The field centre in is Newbridge-on-Wye , near Llandrindod Wells
Carcasses, usually spotted by the public, have been collected over the course of the 13-year otter project.
Mainly roadkill from across Wales and England, they are examined in Cardiff and at a field centre in Powys.
One finding is a drop in lead levels in otters since the early 1990s which reflects the ban on lead in car fuel.
Project manager Dr Liz Chadwick, said post-mortem examinations were a key way to learn about otters as they are so elusive.
They had received 962 dead otters since the project began, most of which are initially reported by a member of the public, she said.
The carcasses are sent in frozen by organisations such as the Environment Agency, the Countryside Council for Wales or the Wildlife Trust.
The alternative to post-mortem examinations, is looking for otter "spraint" (faeces) along the river bank, explained Dr Chadwick.
"They are very difficult species to study, they are quite elusive. Very few people see them in the wild alive."
She added: "If you are surveying them by looking at poo on rocks, it doesn't tell you a great deal about otters that way.
"With carcasses, it's unfortunate they have been killed by a car but you can get a whole range of extra information.
"Their stomach content tells you what they've been feeding on, we test the liver for pesticides and other pollutants."
Examining dead otters is a useful way of monitoring river pollution levels because pollutants accumulate up the food chain and they are at the top.
The team have recently discovered otters also eat worms and slugs
It appears that the otter population is on the increase, said Dr Chadwick - one sign of this was the higher number of carcasses being sent in.
She said: "We do have to treat that with caution because there are more cars on the road now and more people are aware of the project. But it ties in with survey data."
Wales had always remained a "stronghold" for otters, said Dr Chadwick, explaining: "There are so many rivers, good quality rivers with good fish stocks that are not too polluted."
However, they are now receiving dead otters from more areas than before, including middle England where they had largely disappeared.
"It looks like they are spreading back into areas where they had become extinct," said Dr Chadwick.
If several otters have been killed on the same road, the team can take steps to get ledges built underneath the highway to provide them with a safer route.

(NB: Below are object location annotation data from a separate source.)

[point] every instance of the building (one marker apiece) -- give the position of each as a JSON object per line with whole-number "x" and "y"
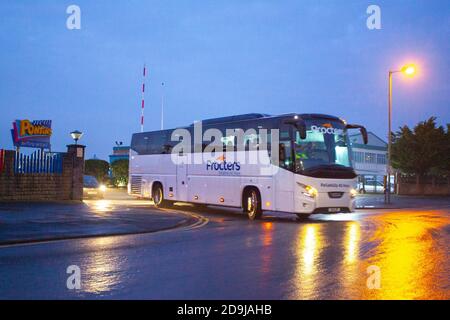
{"x": 369, "y": 161}
{"x": 119, "y": 152}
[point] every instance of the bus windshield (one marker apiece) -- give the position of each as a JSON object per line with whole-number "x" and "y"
{"x": 326, "y": 144}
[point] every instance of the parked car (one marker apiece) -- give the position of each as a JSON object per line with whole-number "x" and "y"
{"x": 93, "y": 189}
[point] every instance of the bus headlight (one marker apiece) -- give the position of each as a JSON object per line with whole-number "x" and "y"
{"x": 310, "y": 192}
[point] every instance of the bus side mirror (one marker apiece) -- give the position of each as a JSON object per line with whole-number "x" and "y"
{"x": 361, "y": 129}
{"x": 300, "y": 125}
{"x": 282, "y": 153}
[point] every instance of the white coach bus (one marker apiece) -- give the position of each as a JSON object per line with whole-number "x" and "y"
{"x": 310, "y": 171}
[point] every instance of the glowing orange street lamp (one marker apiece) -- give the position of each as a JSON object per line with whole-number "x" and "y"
{"x": 408, "y": 70}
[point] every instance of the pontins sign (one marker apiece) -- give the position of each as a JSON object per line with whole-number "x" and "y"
{"x": 33, "y": 134}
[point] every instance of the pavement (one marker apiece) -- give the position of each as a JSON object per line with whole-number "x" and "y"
{"x": 385, "y": 253}
{"x": 376, "y": 201}
{"x": 118, "y": 214}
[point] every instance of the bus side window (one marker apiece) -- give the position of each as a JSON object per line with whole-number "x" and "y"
{"x": 285, "y": 152}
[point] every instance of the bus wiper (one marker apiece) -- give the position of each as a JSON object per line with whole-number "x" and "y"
{"x": 299, "y": 124}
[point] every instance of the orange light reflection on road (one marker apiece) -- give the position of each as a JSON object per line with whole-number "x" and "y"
{"x": 408, "y": 256}
{"x": 102, "y": 269}
{"x": 308, "y": 249}
{"x": 352, "y": 237}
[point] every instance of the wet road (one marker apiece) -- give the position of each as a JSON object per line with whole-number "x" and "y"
{"x": 373, "y": 254}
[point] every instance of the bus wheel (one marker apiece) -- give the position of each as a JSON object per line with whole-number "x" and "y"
{"x": 253, "y": 204}
{"x": 158, "y": 196}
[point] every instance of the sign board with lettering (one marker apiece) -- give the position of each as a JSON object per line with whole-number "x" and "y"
{"x": 33, "y": 134}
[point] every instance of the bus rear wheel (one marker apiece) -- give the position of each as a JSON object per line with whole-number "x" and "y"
{"x": 158, "y": 196}
{"x": 252, "y": 204}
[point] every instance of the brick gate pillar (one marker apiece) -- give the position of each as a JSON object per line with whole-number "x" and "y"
{"x": 76, "y": 154}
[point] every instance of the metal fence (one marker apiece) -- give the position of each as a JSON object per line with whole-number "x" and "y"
{"x": 2, "y": 160}
{"x": 38, "y": 162}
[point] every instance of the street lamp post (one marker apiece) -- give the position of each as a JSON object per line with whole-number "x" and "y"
{"x": 408, "y": 70}
{"x": 76, "y": 135}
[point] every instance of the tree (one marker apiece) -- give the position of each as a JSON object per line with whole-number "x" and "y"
{"x": 97, "y": 168}
{"x": 421, "y": 151}
{"x": 120, "y": 172}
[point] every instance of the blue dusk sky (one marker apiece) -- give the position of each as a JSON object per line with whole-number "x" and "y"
{"x": 217, "y": 58}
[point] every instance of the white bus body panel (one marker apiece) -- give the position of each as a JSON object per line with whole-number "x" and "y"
{"x": 280, "y": 189}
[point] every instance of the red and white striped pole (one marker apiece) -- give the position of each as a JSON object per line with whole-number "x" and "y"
{"x": 143, "y": 100}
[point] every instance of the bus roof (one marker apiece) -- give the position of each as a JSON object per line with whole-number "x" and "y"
{"x": 254, "y": 116}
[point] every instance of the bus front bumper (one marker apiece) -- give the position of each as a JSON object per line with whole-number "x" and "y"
{"x": 323, "y": 203}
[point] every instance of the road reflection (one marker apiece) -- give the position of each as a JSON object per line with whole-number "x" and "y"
{"x": 309, "y": 246}
{"x": 102, "y": 268}
{"x": 411, "y": 256}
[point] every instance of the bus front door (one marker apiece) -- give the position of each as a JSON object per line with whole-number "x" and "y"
{"x": 182, "y": 194}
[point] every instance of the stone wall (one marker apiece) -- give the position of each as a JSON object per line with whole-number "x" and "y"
{"x": 67, "y": 185}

Another element of their work involves analysing bone samples to monitor lead levels.
Since the early 1990s, they have noticed a significant drop in lead levels found in otters which reflects the ban of lead in car fuel.

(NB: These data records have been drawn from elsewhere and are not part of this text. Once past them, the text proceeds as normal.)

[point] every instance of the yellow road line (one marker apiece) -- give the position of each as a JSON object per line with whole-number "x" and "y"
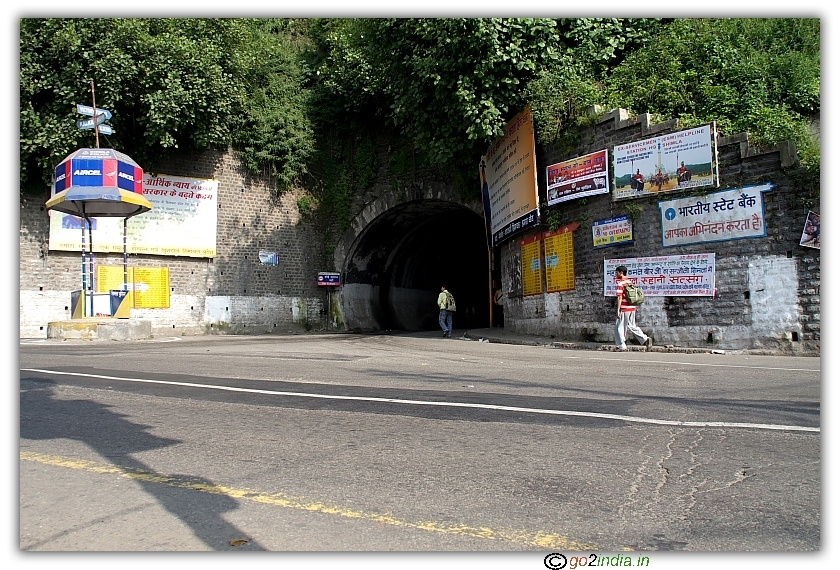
{"x": 542, "y": 540}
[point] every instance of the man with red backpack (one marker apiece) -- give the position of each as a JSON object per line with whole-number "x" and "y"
{"x": 625, "y": 318}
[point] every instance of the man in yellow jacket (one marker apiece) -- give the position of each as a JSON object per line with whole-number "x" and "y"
{"x": 446, "y": 304}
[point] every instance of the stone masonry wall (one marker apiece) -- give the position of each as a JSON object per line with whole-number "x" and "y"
{"x": 768, "y": 288}
{"x": 233, "y": 292}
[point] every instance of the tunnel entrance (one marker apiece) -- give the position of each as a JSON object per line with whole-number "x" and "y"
{"x": 396, "y": 267}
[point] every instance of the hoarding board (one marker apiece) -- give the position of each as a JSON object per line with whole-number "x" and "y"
{"x": 613, "y": 231}
{"x": 560, "y": 259}
{"x": 148, "y": 287}
{"x": 577, "y": 178}
{"x": 720, "y": 216}
{"x": 676, "y": 161}
{"x": 509, "y": 180}
{"x": 666, "y": 276}
{"x": 182, "y": 222}
{"x": 531, "y": 266}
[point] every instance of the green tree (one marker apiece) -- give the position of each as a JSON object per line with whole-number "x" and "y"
{"x": 760, "y": 76}
{"x": 173, "y": 84}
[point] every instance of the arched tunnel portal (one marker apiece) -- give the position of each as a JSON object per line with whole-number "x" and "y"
{"x": 395, "y": 268}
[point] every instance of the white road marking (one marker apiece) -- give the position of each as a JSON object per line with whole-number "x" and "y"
{"x": 617, "y": 417}
{"x": 625, "y": 359}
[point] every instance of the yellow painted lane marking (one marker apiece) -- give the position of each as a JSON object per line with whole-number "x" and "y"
{"x": 539, "y": 539}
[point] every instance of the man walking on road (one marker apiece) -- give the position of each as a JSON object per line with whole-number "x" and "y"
{"x": 446, "y": 303}
{"x": 625, "y": 318}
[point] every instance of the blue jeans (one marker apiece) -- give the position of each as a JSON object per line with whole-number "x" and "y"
{"x": 446, "y": 321}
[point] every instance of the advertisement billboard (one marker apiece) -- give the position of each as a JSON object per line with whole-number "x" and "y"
{"x": 509, "y": 180}
{"x": 676, "y": 161}
{"x": 577, "y": 178}
{"x": 732, "y": 214}
{"x": 182, "y": 222}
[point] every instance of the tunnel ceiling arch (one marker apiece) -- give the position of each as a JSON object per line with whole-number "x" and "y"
{"x": 396, "y": 266}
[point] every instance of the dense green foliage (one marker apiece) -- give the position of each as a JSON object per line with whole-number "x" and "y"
{"x": 170, "y": 84}
{"x": 449, "y": 85}
{"x": 301, "y": 100}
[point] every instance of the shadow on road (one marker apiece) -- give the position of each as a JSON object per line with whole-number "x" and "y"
{"x": 111, "y": 435}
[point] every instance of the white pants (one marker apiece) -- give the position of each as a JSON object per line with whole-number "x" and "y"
{"x": 627, "y": 321}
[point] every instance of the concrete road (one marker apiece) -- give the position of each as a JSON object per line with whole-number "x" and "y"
{"x": 412, "y": 442}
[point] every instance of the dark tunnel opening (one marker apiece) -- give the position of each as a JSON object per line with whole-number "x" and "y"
{"x": 398, "y": 264}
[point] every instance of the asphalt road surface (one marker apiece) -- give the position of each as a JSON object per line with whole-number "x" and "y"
{"x": 411, "y": 442}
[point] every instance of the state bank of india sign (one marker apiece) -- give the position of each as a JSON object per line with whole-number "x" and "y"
{"x": 720, "y": 216}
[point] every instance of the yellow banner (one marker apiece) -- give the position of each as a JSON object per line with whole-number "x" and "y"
{"x": 531, "y": 267}
{"x": 150, "y": 285}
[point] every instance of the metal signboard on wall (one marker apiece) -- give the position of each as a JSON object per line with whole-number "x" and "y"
{"x": 577, "y": 178}
{"x": 614, "y": 231}
{"x": 666, "y": 276}
{"x": 329, "y": 279}
{"x": 676, "y": 161}
{"x": 811, "y": 231}
{"x": 509, "y": 180}
{"x": 732, "y": 214}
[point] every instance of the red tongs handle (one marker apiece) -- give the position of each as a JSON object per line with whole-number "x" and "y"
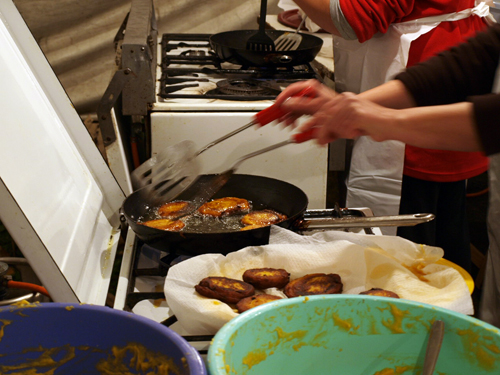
{"x": 275, "y": 112}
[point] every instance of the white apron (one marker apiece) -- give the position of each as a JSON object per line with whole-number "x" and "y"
{"x": 489, "y": 308}
{"x": 377, "y": 167}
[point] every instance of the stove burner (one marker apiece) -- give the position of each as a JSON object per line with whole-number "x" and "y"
{"x": 244, "y": 87}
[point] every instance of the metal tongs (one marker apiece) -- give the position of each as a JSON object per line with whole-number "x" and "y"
{"x": 174, "y": 169}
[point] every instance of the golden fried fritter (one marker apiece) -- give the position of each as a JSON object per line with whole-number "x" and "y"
{"x": 224, "y": 206}
{"x": 250, "y": 227}
{"x": 263, "y": 278}
{"x": 380, "y": 292}
{"x": 165, "y": 224}
{"x": 314, "y": 283}
{"x": 253, "y": 301}
{"x": 262, "y": 218}
{"x": 224, "y": 289}
{"x": 171, "y": 209}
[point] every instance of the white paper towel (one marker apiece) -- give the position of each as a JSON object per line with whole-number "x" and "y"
{"x": 362, "y": 261}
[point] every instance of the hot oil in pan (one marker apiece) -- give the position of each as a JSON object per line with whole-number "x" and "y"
{"x": 198, "y": 223}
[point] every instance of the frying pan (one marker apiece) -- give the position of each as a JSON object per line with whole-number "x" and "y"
{"x": 263, "y": 192}
{"x": 231, "y": 46}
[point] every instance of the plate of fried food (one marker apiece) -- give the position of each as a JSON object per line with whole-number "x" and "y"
{"x": 207, "y": 291}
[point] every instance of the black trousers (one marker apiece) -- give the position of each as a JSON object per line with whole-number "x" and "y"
{"x": 450, "y": 229}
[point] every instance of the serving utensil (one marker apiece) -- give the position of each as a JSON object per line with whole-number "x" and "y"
{"x": 260, "y": 41}
{"x": 290, "y": 41}
{"x": 213, "y": 185}
{"x": 433, "y": 347}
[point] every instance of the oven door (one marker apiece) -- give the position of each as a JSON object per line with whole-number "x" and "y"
{"x": 59, "y": 200}
{"x": 303, "y": 165}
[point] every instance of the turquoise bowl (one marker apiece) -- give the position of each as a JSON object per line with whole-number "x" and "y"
{"x": 350, "y": 335}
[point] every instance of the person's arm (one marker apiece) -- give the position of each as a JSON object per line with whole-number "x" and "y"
{"x": 383, "y": 113}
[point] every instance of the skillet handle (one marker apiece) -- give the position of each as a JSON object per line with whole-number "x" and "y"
{"x": 275, "y": 112}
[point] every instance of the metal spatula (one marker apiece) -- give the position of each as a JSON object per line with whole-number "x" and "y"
{"x": 290, "y": 41}
{"x": 208, "y": 189}
{"x": 260, "y": 41}
{"x": 175, "y": 167}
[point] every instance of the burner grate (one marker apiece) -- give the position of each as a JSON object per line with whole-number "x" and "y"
{"x": 188, "y": 59}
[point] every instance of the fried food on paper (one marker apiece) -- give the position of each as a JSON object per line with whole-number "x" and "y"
{"x": 313, "y": 284}
{"x": 250, "y": 227}
{"x": 165, "y": 224}
{"x": 263, "y": 278}
{"x": 224, "y": 289}
{"x": 263, "y": 218}
{"x": 254, "y": 301}
{"x": 171, "y": 209}
{"x": 225, "y": 206}
{"x": 379, "y": 292}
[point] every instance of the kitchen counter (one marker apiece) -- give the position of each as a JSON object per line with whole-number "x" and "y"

In recent months, the team have also started using DNA profiling to get a more accurate picture of the otters' diet.
Traditional methods had relied on finding hard remains, such as bone, in otter faeces.
Dr Chadwick explained: "We can investigate some of the prey items you would not find using other ways.
"We've found good evidence they are feeding on slugs and worms, which is new information and quite exciting as it's not been found before because they don't have bones."